IV. Structural Vulnerabilities in the U.S. The U.S. system suffers from vulnerabilities that China does not:
• Political Gridlock: Congress paralyzed by partisanship and corporate lobbying.
• Judicial Capture: SCOTUS and federal courts increasingly MAGA-aligned, eroding rule of law.
• Militarized Police & Surveillance: Growing internal authoritarianism mirrors the decline of democracy.
• Economic Inequality: Widening wealth gap undermines social cohesion and weakens the consumer base.
V. China’s Strategic Upper Hand China’s model is more adaptive and more attractive to emerging markets:
• BRI & BRICS+ provide infrastructure and financing alternatives to IMF/WTO.

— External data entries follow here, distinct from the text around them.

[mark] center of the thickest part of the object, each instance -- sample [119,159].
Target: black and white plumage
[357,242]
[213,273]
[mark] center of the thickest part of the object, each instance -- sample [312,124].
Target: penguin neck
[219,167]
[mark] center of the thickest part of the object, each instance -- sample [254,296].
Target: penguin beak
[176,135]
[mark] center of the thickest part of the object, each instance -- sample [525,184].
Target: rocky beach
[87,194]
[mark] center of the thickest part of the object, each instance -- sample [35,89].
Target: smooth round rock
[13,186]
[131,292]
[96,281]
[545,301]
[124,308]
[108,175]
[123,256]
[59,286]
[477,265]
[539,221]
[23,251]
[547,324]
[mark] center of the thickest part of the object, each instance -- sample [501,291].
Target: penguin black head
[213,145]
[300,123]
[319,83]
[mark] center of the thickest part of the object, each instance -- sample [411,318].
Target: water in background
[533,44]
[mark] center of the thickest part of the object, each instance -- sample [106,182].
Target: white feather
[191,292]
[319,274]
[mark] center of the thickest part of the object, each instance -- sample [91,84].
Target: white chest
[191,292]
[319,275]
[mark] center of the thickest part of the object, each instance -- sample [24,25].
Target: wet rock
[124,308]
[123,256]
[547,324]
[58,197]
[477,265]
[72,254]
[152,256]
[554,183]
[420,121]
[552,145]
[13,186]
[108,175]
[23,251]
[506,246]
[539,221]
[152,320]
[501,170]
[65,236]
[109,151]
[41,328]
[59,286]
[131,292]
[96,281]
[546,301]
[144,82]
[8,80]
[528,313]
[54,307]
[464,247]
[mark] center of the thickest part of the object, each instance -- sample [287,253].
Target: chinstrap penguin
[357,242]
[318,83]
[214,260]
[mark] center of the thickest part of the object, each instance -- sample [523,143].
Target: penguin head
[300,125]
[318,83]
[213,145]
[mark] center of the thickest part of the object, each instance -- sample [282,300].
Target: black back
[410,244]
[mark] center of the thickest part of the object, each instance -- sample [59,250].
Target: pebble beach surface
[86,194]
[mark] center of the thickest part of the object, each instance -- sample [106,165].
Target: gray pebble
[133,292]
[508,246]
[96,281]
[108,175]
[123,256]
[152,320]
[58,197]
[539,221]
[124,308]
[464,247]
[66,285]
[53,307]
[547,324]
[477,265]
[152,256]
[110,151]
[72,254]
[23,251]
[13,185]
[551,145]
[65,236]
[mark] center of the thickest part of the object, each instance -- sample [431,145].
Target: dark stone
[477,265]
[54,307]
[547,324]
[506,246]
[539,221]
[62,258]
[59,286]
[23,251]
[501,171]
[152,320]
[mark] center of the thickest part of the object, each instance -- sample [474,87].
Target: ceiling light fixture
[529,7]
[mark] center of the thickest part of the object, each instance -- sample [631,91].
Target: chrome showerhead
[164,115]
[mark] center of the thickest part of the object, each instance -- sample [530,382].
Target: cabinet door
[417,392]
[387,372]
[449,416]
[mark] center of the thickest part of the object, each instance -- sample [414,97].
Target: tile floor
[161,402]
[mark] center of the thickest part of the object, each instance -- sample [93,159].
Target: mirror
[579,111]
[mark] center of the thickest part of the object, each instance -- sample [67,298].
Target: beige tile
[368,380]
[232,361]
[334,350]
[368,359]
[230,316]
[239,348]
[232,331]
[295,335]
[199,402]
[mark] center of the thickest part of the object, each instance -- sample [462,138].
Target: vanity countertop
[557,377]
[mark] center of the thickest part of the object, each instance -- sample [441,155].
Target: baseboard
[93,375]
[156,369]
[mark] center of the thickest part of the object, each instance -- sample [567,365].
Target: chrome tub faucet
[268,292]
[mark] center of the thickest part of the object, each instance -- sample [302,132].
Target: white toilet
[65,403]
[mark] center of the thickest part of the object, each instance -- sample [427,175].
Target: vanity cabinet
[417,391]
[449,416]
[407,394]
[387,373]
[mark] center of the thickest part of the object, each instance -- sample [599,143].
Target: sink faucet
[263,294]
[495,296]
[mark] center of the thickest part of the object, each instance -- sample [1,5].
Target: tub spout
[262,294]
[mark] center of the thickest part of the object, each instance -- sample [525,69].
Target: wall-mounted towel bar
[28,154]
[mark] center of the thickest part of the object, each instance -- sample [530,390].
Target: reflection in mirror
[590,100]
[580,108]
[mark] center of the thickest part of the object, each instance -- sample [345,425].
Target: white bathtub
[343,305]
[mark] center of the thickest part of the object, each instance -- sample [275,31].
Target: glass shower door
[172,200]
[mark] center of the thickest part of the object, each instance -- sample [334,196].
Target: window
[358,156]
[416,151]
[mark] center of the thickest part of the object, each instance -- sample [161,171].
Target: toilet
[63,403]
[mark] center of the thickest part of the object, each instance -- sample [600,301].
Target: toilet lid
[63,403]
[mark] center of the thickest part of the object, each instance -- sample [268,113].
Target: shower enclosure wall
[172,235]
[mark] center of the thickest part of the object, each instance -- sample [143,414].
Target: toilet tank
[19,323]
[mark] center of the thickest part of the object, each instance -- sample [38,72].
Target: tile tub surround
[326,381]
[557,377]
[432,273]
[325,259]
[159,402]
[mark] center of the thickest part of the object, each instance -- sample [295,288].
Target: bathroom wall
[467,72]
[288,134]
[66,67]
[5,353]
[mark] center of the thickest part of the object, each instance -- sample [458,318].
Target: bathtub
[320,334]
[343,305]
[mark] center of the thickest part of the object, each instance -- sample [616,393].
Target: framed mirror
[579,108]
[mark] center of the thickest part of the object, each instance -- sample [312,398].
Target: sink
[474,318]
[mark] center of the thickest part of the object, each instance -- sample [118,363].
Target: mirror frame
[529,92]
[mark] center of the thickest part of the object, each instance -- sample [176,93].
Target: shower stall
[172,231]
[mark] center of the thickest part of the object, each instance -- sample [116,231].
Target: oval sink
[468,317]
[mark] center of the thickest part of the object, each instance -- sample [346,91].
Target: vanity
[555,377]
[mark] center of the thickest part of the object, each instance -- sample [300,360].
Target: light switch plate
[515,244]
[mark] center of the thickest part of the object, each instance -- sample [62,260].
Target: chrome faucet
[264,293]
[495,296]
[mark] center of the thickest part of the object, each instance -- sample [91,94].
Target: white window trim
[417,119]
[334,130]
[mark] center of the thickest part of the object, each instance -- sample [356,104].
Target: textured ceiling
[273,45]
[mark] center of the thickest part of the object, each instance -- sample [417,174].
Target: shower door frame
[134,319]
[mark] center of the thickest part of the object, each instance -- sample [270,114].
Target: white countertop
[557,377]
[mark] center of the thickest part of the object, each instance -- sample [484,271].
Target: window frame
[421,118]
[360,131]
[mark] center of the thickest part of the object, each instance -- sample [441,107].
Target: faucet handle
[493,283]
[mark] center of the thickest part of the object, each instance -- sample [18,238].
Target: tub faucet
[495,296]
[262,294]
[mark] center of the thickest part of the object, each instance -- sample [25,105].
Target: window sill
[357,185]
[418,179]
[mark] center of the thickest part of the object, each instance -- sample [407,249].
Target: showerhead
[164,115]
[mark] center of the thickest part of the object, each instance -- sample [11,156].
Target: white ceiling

• Digital yuan, CIPS reduce dependence on the U.S. dollar.
• Manufacturing dominance gives China leverage in global supply chains.
• Unified leadership ensures continuity and long-term vision—absent in U.S. governance.
VI. The Illusion of Containment and the Reality of Decline By treating China as an existential threat rather than a peer competitor, the U.S. has made strategic errors:
• It has exhausted diplomatic capital.
• It has failed to reform its own internal systems.
• It has triggered global realignment toward multipolarity.
Conclusion The bipartisan war on China is not a sign of U.S. strength but of imperial panic. Trump’s overt belligerence and Biden’s institutional finesse are two faces of the same flawed worldview. The more the U.S. tries to stymie China’s rise through force and sanctions rather than introspection and reform, the faster its own democracy and global hegemony will erode. Like the Titanic after hitting the iceberg, the damage is systemic, and the band playing on cannot stop the inevitable descent.
What? Did the person getting interviewed completely ignore the answer? Or is it just me?
Good, then it's over for the CCP. The economy will crash, and the people will blame the party.
Counterrevolution at the hand of the Chinese peoples, due to a collapsing PRC economy, is a possibility very soon.
Remember the Soviet Union, and how the USA bankrupted them with 'star-wars'?
President Reagan was condemned in his day for his tactics, too.
Wish all these self-imaginations about China can make yourself feel better.
The first guest was awesome. My opinion is that China is weak and will suffer far more than the US in any trade war but both sides will be hurt
chinese here. what ball? do not see, do not care whatever ball game trump play
simply ignore the clown
Trump is crude with his policy but does Europe want to tie itself closer to China? They will have to decide that themselves
The American people do not want this.
Trump is obsessed to win
This is so one-sided. Which is inevitable when you only invite Americans and British to the show. JD Vance has already said when he talked to the tech CEOs that the problem with China is that they are entering the high-tech market competing with the US. 16:00
Weaponising Tariffs is as American as Apple Pie since 1930s. Man of the Year created the greatest Self-inflicted disaster in US history.
The root of the US problem is printing money. Its status as the world's currency is misused by the government, becoming an addiction. Instead of increasing competitiveness, the government seeks an easy way out by raising tariffs.
The same people who idolize China (a Han-supremacist Ethnostate) are the same people talking about how "diversity is our greatest strength". Seems like a contradiction.
Unless Trump really ruins things; the answer is no. China has a ton of other problems worse than the tariffs, and has been on the brink of collapse for a few years now.
The US will gain at least 1.2 trillion dollars in GDP, 90,000 manufacturing companies and 5+million jobs from China alone. Liberation Day.